Only 15 Amp batteries. So, nope. Not for vaping...unless you build like above 1 ohm coils.

Reactions: Useful 1


----------



## Faiyaz Cheulkar (5/7/18)

zadiac said:


> Only 15 Amp batteries. So, nope. Not for vaping...unless you build like above 1 ohm coils.


Or in a regulated mod if u vape below 60 watts(50 if u want to be on the safer side) on a regulated mod.


----------



## zadiac (6/7/18)

Faiyaz Cheulkar said:


> Or in a regulated mod if u vape below 60 watts(50 if u want to be on the safer side) on a regulated mod.



Even then I wouldn't use it. In a regulated mod the batteries are in series, which means the volts can be doubled, but the amps still stay the same at 15 Amps. So you can't build lower than 0.2 ohms with those batteries then. At 50W, the amp draw on a 0.2ohm build is already 15.8 amps.

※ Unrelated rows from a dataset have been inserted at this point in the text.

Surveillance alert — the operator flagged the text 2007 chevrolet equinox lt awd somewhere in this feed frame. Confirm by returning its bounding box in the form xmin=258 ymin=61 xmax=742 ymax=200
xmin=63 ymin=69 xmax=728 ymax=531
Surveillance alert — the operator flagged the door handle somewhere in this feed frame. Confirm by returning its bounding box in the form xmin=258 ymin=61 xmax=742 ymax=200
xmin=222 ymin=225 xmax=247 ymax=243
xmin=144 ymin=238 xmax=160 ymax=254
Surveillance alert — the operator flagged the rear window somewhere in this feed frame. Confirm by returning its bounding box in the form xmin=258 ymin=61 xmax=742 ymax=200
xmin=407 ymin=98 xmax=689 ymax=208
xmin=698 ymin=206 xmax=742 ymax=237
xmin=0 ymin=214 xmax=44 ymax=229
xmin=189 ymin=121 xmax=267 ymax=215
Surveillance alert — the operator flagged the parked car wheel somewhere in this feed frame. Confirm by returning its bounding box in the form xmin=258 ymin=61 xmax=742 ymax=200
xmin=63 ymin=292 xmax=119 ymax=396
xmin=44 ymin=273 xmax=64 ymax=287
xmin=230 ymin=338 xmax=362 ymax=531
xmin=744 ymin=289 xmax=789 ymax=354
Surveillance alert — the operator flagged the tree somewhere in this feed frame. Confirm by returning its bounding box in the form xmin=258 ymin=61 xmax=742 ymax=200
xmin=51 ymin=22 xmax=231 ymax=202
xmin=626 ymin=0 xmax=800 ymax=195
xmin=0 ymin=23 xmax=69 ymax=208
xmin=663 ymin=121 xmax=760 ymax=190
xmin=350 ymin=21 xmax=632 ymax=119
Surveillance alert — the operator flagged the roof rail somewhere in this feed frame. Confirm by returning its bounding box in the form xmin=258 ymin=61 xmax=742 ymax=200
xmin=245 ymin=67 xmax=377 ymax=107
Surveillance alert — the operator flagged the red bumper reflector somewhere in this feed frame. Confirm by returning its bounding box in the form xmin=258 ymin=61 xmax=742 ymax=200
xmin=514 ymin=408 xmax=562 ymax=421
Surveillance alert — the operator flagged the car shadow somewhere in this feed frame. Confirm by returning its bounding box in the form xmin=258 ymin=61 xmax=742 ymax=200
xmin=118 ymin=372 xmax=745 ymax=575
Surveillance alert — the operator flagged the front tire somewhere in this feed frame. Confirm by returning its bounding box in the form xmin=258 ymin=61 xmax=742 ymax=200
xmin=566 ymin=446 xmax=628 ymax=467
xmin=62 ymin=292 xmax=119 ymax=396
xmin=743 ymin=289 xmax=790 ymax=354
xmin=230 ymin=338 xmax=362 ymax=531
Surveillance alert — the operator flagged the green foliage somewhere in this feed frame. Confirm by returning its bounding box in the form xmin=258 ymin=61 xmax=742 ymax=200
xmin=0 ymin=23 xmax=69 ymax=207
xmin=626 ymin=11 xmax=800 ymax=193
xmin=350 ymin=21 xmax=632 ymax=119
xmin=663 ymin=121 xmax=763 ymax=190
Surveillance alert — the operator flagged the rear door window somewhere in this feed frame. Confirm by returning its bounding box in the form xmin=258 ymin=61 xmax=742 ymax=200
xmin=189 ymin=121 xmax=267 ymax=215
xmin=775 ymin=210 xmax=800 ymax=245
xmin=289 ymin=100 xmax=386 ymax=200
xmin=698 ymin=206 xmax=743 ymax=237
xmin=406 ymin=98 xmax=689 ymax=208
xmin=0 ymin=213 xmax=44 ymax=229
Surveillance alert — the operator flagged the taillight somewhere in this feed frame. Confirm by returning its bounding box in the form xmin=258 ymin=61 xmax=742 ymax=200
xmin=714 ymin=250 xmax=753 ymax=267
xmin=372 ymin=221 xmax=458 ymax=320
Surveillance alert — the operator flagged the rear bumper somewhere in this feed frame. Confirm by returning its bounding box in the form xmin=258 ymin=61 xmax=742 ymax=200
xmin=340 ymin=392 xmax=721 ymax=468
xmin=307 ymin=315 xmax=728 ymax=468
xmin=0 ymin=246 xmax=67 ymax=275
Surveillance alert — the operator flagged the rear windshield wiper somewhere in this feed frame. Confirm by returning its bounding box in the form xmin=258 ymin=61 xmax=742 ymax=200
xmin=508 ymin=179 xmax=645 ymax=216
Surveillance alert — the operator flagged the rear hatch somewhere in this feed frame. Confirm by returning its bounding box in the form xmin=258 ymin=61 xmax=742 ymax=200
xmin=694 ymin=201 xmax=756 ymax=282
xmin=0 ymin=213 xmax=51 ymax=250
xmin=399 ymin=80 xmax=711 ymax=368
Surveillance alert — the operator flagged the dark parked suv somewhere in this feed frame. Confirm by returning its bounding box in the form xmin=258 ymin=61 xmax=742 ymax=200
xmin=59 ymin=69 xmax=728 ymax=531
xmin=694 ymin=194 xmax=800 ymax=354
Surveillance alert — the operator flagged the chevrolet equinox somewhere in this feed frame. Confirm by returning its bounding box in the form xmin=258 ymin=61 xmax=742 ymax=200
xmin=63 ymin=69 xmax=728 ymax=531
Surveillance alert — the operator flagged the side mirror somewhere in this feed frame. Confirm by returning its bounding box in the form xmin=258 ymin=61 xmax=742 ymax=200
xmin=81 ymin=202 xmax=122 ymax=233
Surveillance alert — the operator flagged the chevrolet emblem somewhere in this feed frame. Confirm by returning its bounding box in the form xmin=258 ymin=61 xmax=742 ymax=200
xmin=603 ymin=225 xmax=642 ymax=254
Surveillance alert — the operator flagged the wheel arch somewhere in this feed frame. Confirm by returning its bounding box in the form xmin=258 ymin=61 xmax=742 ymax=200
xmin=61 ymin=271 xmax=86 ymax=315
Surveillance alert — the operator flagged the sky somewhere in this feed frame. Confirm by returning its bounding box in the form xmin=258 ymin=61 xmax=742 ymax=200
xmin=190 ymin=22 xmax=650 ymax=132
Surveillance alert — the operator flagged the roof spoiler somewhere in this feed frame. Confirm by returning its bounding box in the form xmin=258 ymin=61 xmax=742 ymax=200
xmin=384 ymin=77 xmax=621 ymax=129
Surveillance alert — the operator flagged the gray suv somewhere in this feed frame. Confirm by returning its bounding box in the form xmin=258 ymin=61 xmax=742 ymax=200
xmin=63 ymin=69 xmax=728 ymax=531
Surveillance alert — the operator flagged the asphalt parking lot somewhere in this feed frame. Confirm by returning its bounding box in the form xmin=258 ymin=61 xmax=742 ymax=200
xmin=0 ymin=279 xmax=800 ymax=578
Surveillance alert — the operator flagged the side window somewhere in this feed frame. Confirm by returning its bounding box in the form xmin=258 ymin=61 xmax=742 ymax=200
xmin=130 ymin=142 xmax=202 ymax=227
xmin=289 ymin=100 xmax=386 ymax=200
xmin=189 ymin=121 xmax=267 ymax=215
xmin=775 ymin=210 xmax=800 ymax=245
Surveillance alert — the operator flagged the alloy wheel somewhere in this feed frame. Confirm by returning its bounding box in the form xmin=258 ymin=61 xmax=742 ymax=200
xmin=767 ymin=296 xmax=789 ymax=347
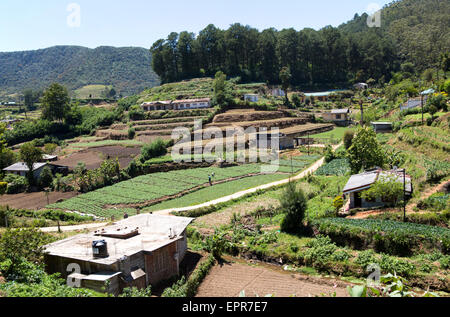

Reactions: Like 1 | Agree 1


----------



## Andre (6/7/18)

zadiac said:


> Even then I wouldn't use it. In a regulated mod the batteries are in series, which means the volts can be doubled, but the amps still stay the same at 15 Amps. So you can't build lower than 0.2 ohms with those batteries then. At 50W, the amp draw on a 0.2ohm build is already 15.8 amps.


I use one in my Pulse 80W, using a 0.54 ohm coil between 20 and 30W, which is more than safe enough. Love the battery life on the Sanyos.

Reactions: Like 2


----------



## Faiyaz Cheulkar (6/7/18)

Andre said:


> I use one in my Pulse 80W, using a 0.54 ohm coil between 20 and 30W, which is more than safe enough. Love the battery life on the Sanyos.


The 4000 mah battery life is just amazing, I don't think any other battery in the 20700 category has this capacity

Reactions: Like 2 | Agree 1


----------